Chapter 3: Neural Ordinary Differential Equations

If we want to build a continuous-time or continuous-depth model, differential equation solvers are a useful tool. But how exactly can we treat odeint as a layer for building deep models? The previous chapter showed how to compute its gradients, so the only thing missing is to give it some parameters. This chapter will show how and why to do so.

In this chapter we won’t be using any deep learning frameworks. Instead, we’ll build everything from scratch using differentiable Numpy commands available through JAX.

Preliminaries: Training a residual network

As a warm-up, we can define a simple deep neural network in only a few lines:

import jax.numpy as jnp

def mlp(params, inputs):
  # A multi-layer perceptron, i.e. a fully-connected neural network.
  for w, b in params:
    outputs = jnp.dot(inputs, w) + b  # Linear transform
    inputs = jnp.tanh(outputs)        # Nonlinearity
  return outputs

mlp is simply a composition of linear and nonlinear layers. Its parameters params are a list of weight matrices and bias vectors.

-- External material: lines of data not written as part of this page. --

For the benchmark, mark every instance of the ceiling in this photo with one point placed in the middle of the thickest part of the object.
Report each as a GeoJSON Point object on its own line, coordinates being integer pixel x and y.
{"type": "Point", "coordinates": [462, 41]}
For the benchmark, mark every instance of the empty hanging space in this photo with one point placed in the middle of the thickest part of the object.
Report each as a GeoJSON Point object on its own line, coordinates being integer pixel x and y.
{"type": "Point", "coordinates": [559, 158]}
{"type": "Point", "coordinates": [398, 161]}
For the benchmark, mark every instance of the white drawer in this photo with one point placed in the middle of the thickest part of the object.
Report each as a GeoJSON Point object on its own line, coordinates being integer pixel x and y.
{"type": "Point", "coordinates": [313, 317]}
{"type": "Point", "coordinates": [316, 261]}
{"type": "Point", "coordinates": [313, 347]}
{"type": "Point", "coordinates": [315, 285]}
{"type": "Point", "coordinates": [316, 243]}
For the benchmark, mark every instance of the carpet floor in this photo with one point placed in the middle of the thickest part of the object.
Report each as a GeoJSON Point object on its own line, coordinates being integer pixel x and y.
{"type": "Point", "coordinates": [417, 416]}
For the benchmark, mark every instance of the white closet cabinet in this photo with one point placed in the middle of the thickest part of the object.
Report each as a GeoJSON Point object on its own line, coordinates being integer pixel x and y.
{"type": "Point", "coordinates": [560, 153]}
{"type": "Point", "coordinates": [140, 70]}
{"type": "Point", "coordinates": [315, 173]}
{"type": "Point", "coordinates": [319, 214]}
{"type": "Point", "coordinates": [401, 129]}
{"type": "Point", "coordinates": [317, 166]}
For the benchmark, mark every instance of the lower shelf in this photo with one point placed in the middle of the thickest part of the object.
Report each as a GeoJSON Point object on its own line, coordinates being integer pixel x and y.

To make larger models, we can always chain together or compose layers. As a standard example, chaining together some smaller neural networks, such as mlp layers, adding each one’s input to its output, is called a residual network:

def resnet(params, inputs, depth):
  for i in range(depth):
    outputs = mlp(params, inputs) + inputs
  return outputs

To fit this model to data, we also need a loss, an initializer, and an optimizer:

import numpy.random as npr
from jax.api import jit, grad

resnet_depth = 3
def resnet_squared_loss(params, inputs, targets):
  preds = resnet(params, inputs, resnet_depth)
  return jnp.mean(jnp.sum((preds - targets)**2, axis=1))

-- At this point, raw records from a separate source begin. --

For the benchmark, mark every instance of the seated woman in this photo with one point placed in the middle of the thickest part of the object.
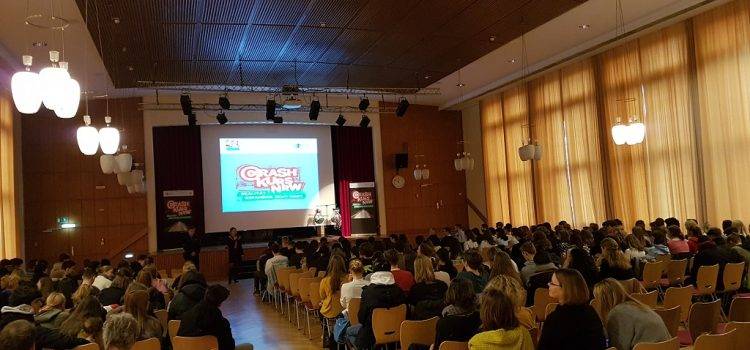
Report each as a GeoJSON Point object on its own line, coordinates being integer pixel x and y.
{"type": "Point", "coordinates": [426, 295]}
{"type": "Point", "coordinates": [628, 321]}
{"type": "Point", "coordinates": [613, 262]}
{"type": "Point", "coordinates": [574, 324]}
{"type": "Point", "coordinates": [501, 329]}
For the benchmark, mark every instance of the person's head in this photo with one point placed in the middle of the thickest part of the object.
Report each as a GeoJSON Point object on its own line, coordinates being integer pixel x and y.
{"type": "Point", "coordinates": [569, 287]}
{"type": "Point", "coordinates": [497, 311]}
{"type": "Point", "coordinates": [216, 294]}
{"type": "Point", "coordinates": [18, 335]}
{"type": "Point", "coordinates": [423, 271]}
{"type": "Point", "coordinates": [119, 332]}
{"type": "Point", "coordinates": [461, 294]}
{"type": "Point", "coordinates": [510, 287]}
{"type": "Point", "coordinates": [610, 293]}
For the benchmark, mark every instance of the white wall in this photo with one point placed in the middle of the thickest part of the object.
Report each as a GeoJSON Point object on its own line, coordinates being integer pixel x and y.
{"type": "Point", "coordinates": [153, 118]}
{"type": "Point", "coordinates": [472, 129]}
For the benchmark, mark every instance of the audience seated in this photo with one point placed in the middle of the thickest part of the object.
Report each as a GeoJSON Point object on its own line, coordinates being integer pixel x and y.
{"type": "Point", "coordinates": [627, 321]}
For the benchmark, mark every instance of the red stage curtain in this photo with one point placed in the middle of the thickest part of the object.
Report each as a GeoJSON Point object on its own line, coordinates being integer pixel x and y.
{"type": "Point", "coordinates": [352, 162]}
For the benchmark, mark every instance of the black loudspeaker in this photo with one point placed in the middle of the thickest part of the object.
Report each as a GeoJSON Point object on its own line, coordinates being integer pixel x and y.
{"type": "Point", "coordinates": [402, 160]}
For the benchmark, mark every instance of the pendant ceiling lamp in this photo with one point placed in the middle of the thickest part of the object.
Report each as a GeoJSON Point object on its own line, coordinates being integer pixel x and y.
{"type": "Point", "coordinates": [87, 137]}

def init_random_params(scale, layer_sizes, rng=npr.RandomState(0)):
  return [(scale * rng.randn(m, n), scale * rng.randn(n))
          for m, n, in zip(layer_sizes[:-1], layer_sizes[1:])]

# A simple gradient-descent optimizer.
@jit
def resnet_update(params, inputs, targets):
  grads = grad(resnet_squared_loss)(params, inputs, targets)
  return [(w - step_size * dw, b - step_size * db)
          for (w, b), (dw, db) in zip(params, grads)]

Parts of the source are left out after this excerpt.